The students participated in unique experiences that some students may never have had the opportunity to participate in or see, and this happened because of the technology we used. The technology showed the students that the world is at their fingertips, and educators transformed teaching by ushering in a new connectivity model. The students were able to develop and maintain their literacy and math skills with the learning that occurred; they also built their knowledge, which enabled them to make connections and develop critical thinking skills. The program inspired our students and convinced them that they can be whatever they want. It also helped them learn about their passions and interests and furthered their learning using a range of technological tools. It gave them a wide variety of learning opportunities that opened their eyes to the world and technology’s power to connect people.
The staff’s dedication, alongside innovative partnerships and programs, provided students with rich, experiential literacy and numeracy opportunities. Using the Summer Learning Program as the vehicle, KPDSB supported close to 60 learners in being well-prepared for the return to learning in September.

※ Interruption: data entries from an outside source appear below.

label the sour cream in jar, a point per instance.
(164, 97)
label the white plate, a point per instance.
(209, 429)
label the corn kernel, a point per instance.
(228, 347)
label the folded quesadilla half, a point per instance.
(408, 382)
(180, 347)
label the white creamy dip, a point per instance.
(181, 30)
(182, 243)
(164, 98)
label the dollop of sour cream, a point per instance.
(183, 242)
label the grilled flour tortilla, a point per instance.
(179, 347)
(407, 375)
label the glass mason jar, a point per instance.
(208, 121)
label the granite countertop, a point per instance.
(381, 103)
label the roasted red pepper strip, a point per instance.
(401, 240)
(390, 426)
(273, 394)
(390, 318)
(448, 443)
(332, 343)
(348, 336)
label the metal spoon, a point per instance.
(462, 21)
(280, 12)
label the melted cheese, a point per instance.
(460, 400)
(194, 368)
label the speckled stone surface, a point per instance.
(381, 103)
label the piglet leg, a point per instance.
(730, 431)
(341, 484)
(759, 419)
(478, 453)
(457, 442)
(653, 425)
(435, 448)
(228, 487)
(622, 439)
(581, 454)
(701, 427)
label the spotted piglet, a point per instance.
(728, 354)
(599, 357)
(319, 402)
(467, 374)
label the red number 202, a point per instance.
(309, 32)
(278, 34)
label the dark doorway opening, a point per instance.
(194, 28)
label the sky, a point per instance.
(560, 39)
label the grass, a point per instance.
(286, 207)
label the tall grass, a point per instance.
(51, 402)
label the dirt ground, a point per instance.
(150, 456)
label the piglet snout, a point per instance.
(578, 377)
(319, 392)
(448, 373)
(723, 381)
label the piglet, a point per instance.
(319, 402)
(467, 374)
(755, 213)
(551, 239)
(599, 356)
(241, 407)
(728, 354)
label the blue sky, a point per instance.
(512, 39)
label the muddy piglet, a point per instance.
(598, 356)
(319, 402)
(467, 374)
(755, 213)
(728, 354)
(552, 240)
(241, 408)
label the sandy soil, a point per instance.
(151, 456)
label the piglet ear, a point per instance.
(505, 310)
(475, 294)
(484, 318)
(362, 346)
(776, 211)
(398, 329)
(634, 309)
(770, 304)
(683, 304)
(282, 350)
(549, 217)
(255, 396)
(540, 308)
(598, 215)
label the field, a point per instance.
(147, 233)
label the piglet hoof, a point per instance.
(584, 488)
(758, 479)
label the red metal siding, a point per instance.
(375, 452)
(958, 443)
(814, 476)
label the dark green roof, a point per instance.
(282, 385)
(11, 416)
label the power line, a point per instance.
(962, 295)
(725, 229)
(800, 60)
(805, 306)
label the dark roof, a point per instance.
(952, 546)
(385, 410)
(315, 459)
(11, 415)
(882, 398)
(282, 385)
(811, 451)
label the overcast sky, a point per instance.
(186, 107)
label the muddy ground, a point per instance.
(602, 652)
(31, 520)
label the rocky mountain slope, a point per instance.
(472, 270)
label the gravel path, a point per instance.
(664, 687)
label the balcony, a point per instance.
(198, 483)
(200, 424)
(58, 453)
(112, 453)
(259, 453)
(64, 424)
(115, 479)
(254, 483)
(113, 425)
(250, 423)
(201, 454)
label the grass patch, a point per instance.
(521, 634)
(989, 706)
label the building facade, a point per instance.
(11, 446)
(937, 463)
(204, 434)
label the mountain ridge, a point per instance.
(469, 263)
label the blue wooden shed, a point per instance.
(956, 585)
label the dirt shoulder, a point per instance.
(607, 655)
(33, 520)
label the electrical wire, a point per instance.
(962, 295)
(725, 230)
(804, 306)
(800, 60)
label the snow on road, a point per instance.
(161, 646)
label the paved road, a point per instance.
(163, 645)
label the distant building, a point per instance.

Optimized Staff Professional Development
A highlight in the spring was having speaker and facilitator Sandra Herbst work with the KPDSB administrators, system and school leaders. Sandra Herbst has extensive experience in leadership and pedagogical practices and is an author, speaker, coach, mentor and consultant in educational and system leadership, adult learning and assessment. During a challenging and unprecedented time in education, our director purposefully arranged for Herbst to provide professional development to system and school leaders. Herbst connected with KP leaders across the system to discuss Instruction Leadership in Right Now. Herbst skillfully modelled effective virtual facilitating strategies to actively engage learners and build relationships. This learning rippled across the system as our KP educators and leaders took these strategies and implemented them with staff and students across the system.
In addition to modelling effective online teaching strategies, Herbst challenged administrators and teachers to reflect on assessment practices and examine the power of effective assessment practices on student learning. Herbst provided practical and authentic examples of how to capture evidence of student learning through observation, conversation and product from primary to high school. In an interactive and contemplative manner, Herbst reminded educators of the importance of triangulating assessment to ensure validity and reliability. Herbst has influenced our system, and the learning continues as KP explores Sandra Herbst and Anne Davies LEAD books, and Herbst’s protocols are being used to deepen senior admin and the principal/vice principal’s learning. We are thrilled that Herbst will continue to work with school leaders in the 2020–2021 school year.
Collective Bargaining
KPDSB is happy to report that despite the pandemic, the Board and its locals worked together and utilised virtual technology to complete our collective bargaining. This has resulted in the successful agreement settlement and ratification for all eight of our bargaining units (three ETFO bargaining units, four OSSTF bargaining units and one CUPE Unit). The Board wishes to recognize our union leadership and their collective bargaining teams and thank them for their willingness to find alternate means to accomplish this task.